Stuff I learned while doing it:
- Seriously FUCK octal it sucks. Why does '011' still evaluate to 9 in so many languages? It's 2014, there is no PDP11, there is no Lisp Machine, and hopefully anyone who even tries to invent a new CPU with an 18-bit word length will be taken outside and shot. Why do we have to preserve some greybeard's stupid in-joke?
- I don't know much about regexes, but I ended up writing a regex to remove leading zeros from numbers inside arithmetic expressions.
- I better not lose it as I may need it again someday.
- It was still less of a pain than rewriting 'eval' would have been.
- I shouldn't have skipped number theory class so often. Thankfully I still remember some of it. You can totally do all the math for this problem in Z210.

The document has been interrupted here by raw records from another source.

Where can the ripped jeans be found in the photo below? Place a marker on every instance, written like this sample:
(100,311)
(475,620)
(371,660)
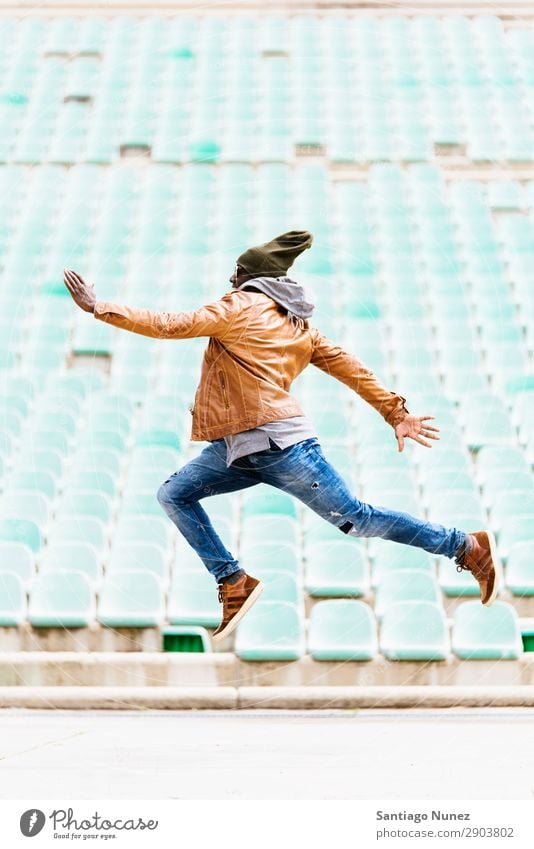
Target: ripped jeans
(302,471)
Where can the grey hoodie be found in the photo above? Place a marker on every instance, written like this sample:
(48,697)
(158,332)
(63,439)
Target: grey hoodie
(292,296)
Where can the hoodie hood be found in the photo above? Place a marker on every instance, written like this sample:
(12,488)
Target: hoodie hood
(292,296)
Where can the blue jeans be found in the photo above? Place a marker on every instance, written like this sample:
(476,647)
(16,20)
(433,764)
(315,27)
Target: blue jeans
(300,470)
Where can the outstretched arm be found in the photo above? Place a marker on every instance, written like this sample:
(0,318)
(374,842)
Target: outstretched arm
(347,368)
(211,320)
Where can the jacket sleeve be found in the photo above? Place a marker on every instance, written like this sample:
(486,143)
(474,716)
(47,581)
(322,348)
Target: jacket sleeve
(347,368)
(214,319)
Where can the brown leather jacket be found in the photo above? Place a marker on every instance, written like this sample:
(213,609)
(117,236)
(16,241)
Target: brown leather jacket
(254,354)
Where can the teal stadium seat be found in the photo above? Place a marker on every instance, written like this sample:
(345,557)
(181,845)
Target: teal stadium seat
(19,558)
(414,630)
(486,633)
(271,631)
(72,557)
(61,600)
(13,604)
(337,569)
(21,530)
(147,557)
(342,630)
(519,572)
(406,585)
(193,599)
(131,599)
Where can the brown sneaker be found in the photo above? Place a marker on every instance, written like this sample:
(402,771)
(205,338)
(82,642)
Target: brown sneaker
(236,599)
(482,560)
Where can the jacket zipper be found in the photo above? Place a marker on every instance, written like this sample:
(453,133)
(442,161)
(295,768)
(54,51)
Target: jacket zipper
(223,387)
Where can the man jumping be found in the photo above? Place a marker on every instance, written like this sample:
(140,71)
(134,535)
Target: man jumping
(260,340)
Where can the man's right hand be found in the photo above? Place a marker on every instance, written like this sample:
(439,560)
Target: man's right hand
(83,294)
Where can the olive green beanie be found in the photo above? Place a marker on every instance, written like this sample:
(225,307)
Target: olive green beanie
(273,258)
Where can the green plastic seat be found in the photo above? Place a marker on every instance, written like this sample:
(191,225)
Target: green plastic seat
(87,529)
(389,557)
(271,631)
(336,569)
(406,585)
(143,529)
(495,458)
(46,460)
(282,586)
(482,633)
(140,503)
(507,505)
(414,630)
(85,502)
(72,556)
(144,556)
(21,530)
(519,573)
(34,480)
(264,528)
(12,599)
(263,558)
(17,557)
(98,480)
(26,504)
(131,599)
(342,630)
(193,598)
(61,599)
(514,529)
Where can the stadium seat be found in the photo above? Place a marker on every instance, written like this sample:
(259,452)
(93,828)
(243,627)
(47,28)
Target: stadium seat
(514,529)
(131,599)
(193,599)
(406,585)
(519,572)
(147,557)
(21,530)
(271,631)
(72,556)
(336,569)
(259,503)
(12,599)
(19,558)
(414,630)
(480,633)
(61,600)
(85,502)
(282,586)
(264,558)
(342,630)
(388,557)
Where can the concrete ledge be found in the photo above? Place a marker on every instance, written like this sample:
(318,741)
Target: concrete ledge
(266,698)
(346,698)
(119,698)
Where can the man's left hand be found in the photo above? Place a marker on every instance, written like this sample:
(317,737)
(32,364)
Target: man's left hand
(413,427)
(82,293)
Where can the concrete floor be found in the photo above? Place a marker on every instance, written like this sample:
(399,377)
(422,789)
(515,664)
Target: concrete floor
(416,754)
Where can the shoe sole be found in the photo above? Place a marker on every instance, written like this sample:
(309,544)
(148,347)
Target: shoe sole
(253,597)
(496,565)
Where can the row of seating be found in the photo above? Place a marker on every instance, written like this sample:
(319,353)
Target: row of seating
(338,630)
(329,569)
(343,630)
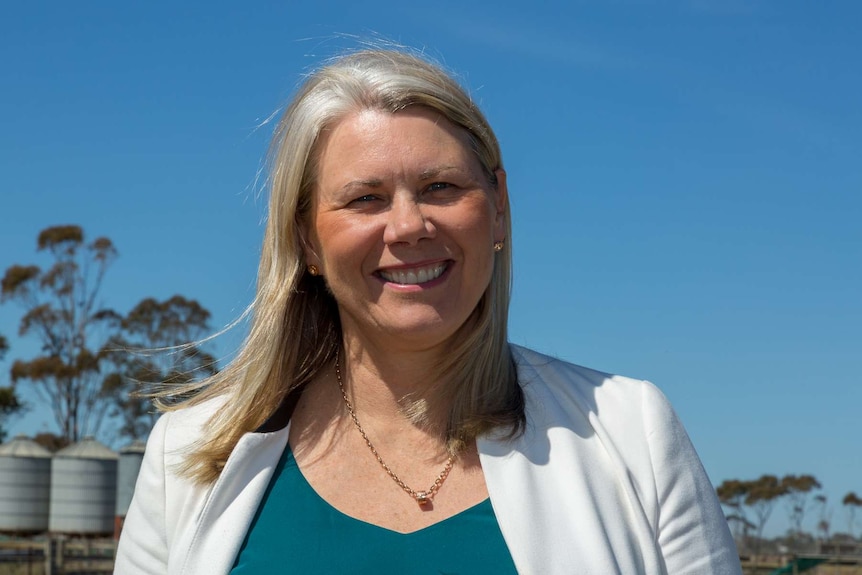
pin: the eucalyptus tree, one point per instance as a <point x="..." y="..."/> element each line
<point x="62" y="312"/>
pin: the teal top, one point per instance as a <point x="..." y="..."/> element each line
<point x="296" y="531"/>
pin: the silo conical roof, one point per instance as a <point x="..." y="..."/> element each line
<point x="87" y="448"/>
<point x="23" y="446"/>
<point x="137" y="446"/>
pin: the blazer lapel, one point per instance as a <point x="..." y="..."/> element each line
<point x="232" y="503"/>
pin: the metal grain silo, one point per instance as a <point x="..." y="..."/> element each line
<point x="25" y="482"/>
<point x="83" y="489"/>
<point x="131" y="457"/>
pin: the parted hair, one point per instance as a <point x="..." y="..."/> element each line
<point x="294" y="329"/>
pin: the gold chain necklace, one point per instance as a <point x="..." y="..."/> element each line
<point x="421" y="497"/>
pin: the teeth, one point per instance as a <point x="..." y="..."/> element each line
<point x="414" y="276"/>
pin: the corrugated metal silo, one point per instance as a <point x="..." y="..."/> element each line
<point x="83" y="489"/>
<point x="25" y="486"/>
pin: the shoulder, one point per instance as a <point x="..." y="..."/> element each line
<point x="591" y="392"/>
<point x="177" y="430"/>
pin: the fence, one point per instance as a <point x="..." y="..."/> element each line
<point x="57" y="557"/>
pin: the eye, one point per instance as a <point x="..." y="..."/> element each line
<point x="437" y="186"/>
<point x="364" y="199"/>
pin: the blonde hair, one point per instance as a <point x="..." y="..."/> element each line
<point x="295" y="331"/>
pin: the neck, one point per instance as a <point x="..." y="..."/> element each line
<point x="389" y="386"/>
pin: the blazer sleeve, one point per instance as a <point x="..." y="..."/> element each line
<point x="692" y="532"/>
<point x="143" y="546"/>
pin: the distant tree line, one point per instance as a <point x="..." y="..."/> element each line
<point x="91" y="358"/>
<point x="749" y="505"/>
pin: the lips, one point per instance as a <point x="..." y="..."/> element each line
<point x="414" y="276"/>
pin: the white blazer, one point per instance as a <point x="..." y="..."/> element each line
<point x="604" y="480"/>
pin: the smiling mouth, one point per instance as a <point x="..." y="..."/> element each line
<point x="414" y="276"/>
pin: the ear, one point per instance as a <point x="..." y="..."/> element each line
<point x="501" y="204"/>
<point x="307" y="243"/>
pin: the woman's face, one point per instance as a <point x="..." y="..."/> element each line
<point x="402" y="226"/>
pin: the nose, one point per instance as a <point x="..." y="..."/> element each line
<point x="407" y="221"/>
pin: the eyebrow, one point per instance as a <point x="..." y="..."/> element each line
<point x="372" y="183"/>
<point x="424" y="175"/>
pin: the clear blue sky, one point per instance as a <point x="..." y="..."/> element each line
<point x="685" y="178"/>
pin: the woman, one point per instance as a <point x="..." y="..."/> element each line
<point x="377" y="420"/>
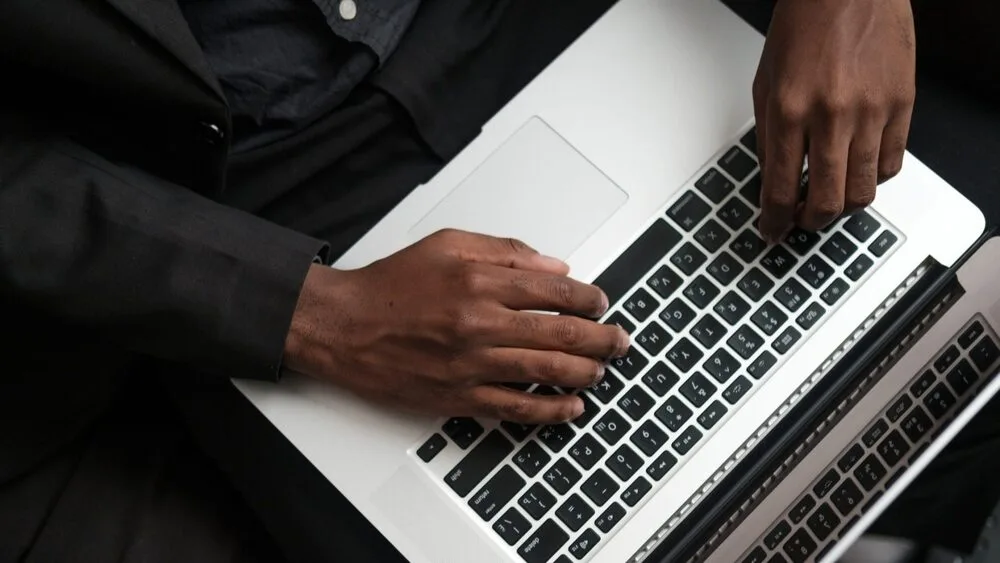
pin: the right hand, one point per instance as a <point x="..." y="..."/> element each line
<point x="438" y="327"/>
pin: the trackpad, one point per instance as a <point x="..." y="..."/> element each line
<point x="536" y="187"/>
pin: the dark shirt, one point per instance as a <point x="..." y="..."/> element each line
<point x="285" y="63"/>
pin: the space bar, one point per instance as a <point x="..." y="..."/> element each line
<point x="644" y="253"/>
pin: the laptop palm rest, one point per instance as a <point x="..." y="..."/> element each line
<point x="535" y="187"/>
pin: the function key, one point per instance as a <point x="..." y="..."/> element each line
<point x="970" y="335"/>
<point x="882" y="244"/>
<point x="544" y="543"/>
<point x="838" y="249"/>
<point x="463" y="431"/>
<point x="689" y="211"/>
<point x="714" y="185"/>
<point x="737" y="163"/>
<point x="862" y="226"/>
<point x="431" y="448"/>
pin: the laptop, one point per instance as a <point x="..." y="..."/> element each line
<point x="631" y="158"/>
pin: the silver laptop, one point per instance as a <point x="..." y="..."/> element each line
<point x="629" y="157"/>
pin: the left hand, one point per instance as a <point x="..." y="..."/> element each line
<point x="836" y="82"/>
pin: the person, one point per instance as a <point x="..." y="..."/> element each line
<point x="176" y="176"/>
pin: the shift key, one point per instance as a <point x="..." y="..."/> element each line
<point x="479" y="463"/>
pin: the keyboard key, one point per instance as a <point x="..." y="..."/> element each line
<point x="859" y="267"/>
<point x="725" y="268"/>
<point x="660" y="379"/>
<point x="815" y="271"/>
<point x="544" y="543"/>
<point x="882" y="244"/>
<point x="684" y="355"/>
<point x="664" y="282"/>
<point x="637" y="259"/>
<point x="634" y="492"/>
<point x="496" y="493"/>
<point x="802" y="509"/>
<point x="721" y="365"/>
<point x="635" y="403"/>
<point x="587" y="451"/>
<point x="624" y="462"/>
<point x="792" y="295"/>
<point x="431" y="448"/>
<point x="923" y="384"/>
<point x="962" y="377"/>
<point x="838" y="249"/>
<point x="970" y="335"/>
<point x="735" y="213"/>
<point x="575" y="512"/>
<point x="712" y="415"/>
<point x="801" y="242"/>
<point x="823" y="522"/>
<point x="562" y="476"/>
<point x="661" y="465"/>
<point x="736" y="390"/>
<point x="763" y="364"/>
<point x="939" y="401"/>
<point x="916" y="424"/>
<point x="755" y="284"/>
<point x="826" y="483"/>
<point x="708" y="331"/>
<point x="584" y="544"/>
<point x="731" y="308"/>
<point x="649" y="438"/>
<point x="851" y="458"/>
<point x="870" y="472"/>
<point x="714" y="185"/>
<point x="745" y="342"/>
<point x="677" y="315"/>
<point x="701" y="291"/>
<point x="748" y="246"/>
<point x="862" y="226"/>
<point x="697" y="390"/>
<point x="893" y="448"/>
<point x="537" y="501"/>
<point x="557" y="436"/>
<point x="687" y="440"/>
<point x="778" y="262"/>
<point x="673" y="414"/>
<point x="531" y="459"/>
<point x="610" y="517"/>
<point x="641" y="304"/>
<point x="612" y="427"/>
<point x="463" y="431"/>
<point x="512" y="526"/>
<point x="847" y="497"/>
<point x="834" y="292"/>
<point x="599" y="487"/>
<point x="985" y="354"/>
<point x="786" y="340"/>
<point x="712" y="236"/>
<point x="688" y="258"/>
<point x="737" y="163"/>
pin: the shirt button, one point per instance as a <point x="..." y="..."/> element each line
<point x="348" y="9"/>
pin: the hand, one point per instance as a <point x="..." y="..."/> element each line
<point x="836" y="82"/>
<point x="439" y="326"/>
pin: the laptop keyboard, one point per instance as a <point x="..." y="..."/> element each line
<point x="875" y="458"/>
<point x="712" y="311"/>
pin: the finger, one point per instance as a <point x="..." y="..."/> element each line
<point x="862" y="166"/>
<point x="505" y="252"/>
<point x="893" y="145"/>
<point x="493" y="401"/>
<point x="785" y="152"/>
<point x="829" y="145"/>
<point x="519" y="365"/>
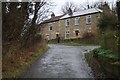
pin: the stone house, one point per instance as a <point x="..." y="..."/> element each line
<point x="71" y="26"/>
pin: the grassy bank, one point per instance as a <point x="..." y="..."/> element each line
<point x="16" y="64"/>
<point x="104" y="63"/>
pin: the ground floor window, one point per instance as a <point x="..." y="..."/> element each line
<point x="67" y="34"/>
<point x="76" y="32"/>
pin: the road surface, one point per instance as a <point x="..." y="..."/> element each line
<point x="62" y="62"/>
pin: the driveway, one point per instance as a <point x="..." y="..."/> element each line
<point x="62" y="62"/>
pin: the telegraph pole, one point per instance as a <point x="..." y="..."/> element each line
<point x="118" y="26"/>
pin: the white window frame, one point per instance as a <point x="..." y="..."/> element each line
<point x="88" y="19"/>
<point x="66" y="23"/>
<point x="50" y="25"/>
<point x="67" y="33"/>
<point x="77" y="19"/>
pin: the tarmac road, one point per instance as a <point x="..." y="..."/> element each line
<point x="62" y="62"/>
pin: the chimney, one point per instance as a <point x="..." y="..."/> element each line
<point x="70" y="12"/>
<point x="52" y="15"/>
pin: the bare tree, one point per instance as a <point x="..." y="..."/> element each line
<point x="39" y="12"/>
<point x="69" y="6"/>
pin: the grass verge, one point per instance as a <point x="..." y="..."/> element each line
<point x="18" y="67"/>
<point x="104" y="63"/>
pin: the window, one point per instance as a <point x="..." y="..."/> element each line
<point x="50" y="27"/>
<point x="67" y="34"/>
<point x="76" y="21"/>
<point x="67" y="22"/>
<point x="88" y="19"/>
<point x="76" y="32"/>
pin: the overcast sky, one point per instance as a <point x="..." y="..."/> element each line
<point x="59" y="3"/>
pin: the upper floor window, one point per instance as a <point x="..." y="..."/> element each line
<point x="67" y="22"/>
<point x="50" y="27"/>
<point x="67" y="34"/>
<point x="88" y="19"/>
<point x="77" y="21"/>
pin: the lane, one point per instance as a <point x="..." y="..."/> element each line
<point x="62" y="62"/>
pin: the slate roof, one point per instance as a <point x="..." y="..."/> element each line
<point x="56" y="18"/>
<point x="83" y="12"/>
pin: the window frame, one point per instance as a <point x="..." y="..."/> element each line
<point x="67" y="22"/>
<point x="50" y="27"/>
<point x="76" y="21"/>
<point x="88" y="19"/>
<point x="67" y="33"/>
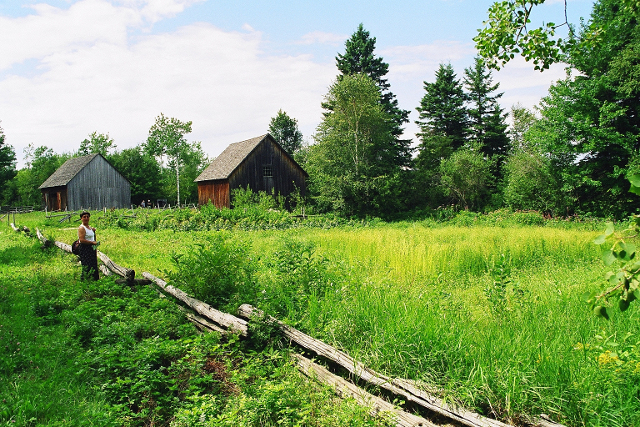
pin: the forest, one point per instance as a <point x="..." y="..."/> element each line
<point x="491" y="262"/>
<point x="572" y="155"/>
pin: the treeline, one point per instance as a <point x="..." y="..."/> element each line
<point x="571" y="156"/>
<point x="162" y="167"/>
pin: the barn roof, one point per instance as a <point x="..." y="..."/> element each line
<point x="230" y="159"/>
<point x="67" y="171"/>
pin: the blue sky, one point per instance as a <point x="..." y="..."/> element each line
<point x="72" y="67"/>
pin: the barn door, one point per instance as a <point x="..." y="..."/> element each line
<point x="267" y="177"/>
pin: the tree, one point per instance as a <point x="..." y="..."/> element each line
<point x="99" y="143"/>
<point x="486" y="122"/>
<point x="466" y="177"/>
<point x="285" y="131"/>
<point x="7" y="161"/>
<point x="359" y="58"/>
<point x="531" y="183"/>
<point x="167" y="137"/>
<point x="354" y="149"/>
<point x="442" y="110"/>
<point x="522" y="120"/>
<point x="41" y="162"/>
<point x="506" y="33"/>
<point x="141" y="170"/>
<point x="591" y="122"/>
<point x="194" y="162"/>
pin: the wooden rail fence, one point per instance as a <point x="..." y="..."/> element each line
<point x="208" y="318"/>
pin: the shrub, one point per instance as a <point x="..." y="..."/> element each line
<point x="215" y="272"/>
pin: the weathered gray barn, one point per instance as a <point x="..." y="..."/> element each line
<point x="86" y="182"/>
<point x="260" y="163"/>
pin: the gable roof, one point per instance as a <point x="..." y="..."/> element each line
<point x="67" y="171"/>
<point x="230" y="159"/>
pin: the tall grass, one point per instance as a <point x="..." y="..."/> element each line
<point x="491" y="316"/>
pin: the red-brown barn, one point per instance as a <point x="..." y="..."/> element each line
<point x="260" y="163"/>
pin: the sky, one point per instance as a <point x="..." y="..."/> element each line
<point x="69" y="68"/>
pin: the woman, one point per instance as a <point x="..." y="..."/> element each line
<point x="88" y="244"/>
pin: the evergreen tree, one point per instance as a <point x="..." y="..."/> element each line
<point x="285" y="131"/>
<point x="485" y="116"/>
<point x="442" y="110"/>
<point x="359" y="58"/>
<point x="591" y="122"/>
<point x="96" y="143"/>
<point x="141" y="170"/>
<point x="7" y="162"/>
<point x="351" y="162"/>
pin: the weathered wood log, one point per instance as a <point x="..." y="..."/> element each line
<point x="127" y="273"/>
<point x="63" y="246"/>
<point x="201" y="323"/>
<point x="545" y="421"/>
<point x="224" y="319"/>
<point x="379" y="406"/>
<point x="104" y="270"/>
<point x="399" y="387"/>
<point x="134" y="282"/>
<point x="45" y="242"/>
<point x="66" y="217"/>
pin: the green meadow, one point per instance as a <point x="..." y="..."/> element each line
<point x="488" y="315"/>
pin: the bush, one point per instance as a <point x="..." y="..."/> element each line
<point x="217" y="272"/>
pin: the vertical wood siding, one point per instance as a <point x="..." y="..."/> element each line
<point x="98" y="185"/>
<point x="286" y="176"/>
<point x="215" y="191"/>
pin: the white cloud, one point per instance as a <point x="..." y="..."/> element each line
<point x="222" y="81"/>
<point x="320" y="37"/>
<point x="53" y="30"/>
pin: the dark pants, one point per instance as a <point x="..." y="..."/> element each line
<point x="89" y="261"/>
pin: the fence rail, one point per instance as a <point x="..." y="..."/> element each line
<point x="207" y="318"/>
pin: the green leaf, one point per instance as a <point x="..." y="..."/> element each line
<point x="623" y="305"/>
<point x="601" y="311"/>
<point x="631" y="249"/>
<point x="600" y="239"/>
<point x="609" y="229"/>
<point x="635" y="180"/>
<point x="608" y="257"/>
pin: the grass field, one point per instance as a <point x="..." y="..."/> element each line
<point x="489" y="316"/>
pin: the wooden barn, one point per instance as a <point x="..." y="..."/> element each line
<point x="260" y="163"/>
<point x="86" y="182"/>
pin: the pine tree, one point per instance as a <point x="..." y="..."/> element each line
<point x="359" y="58"/>
<point x="7" y="161"/>
<point x="285" y="131"/>
<point x="487" y="126"/>
<point x="442" y="110"/>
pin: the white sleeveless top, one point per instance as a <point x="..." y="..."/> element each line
<point x="89" y="234"/>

- Once I noticed that I could do the math in Z210, I realized that I should.
- Because that is how people who write problems think - they want you to use the 'trick' they taught you, just as I described in my farce The Cookie Problem
- I am not a genius but I am pretty good at psyching out test problems.
- Yes, there is a way to divide-and-conquer so that you don't have to eval every possible expression.
- (Un)surprisingly, doing things in Z210 actually helped.
- It's pretty complicated, at least more than, say, qsort.
Sadly, to actually get a high site ranking so IMFs will employ me, I need to do lots of these problems, not just the ones that look fun. Like, I would need to grind through FizzBuzz and stuff to get a high score. Which would show to a prospective employer that I love to do lots of boring repetitive work even without getting paid - so why they'd paid me to do more of it, I haven't a clue.
Given the mercenary Friedmanesque hot flat crowded low-wage global slum ethic behind it, I'm glad I got a little fun out of it. It was fun watching my submission do a 15-digit string just like THAT. Boom. It did take me all day to get there. How about you guys?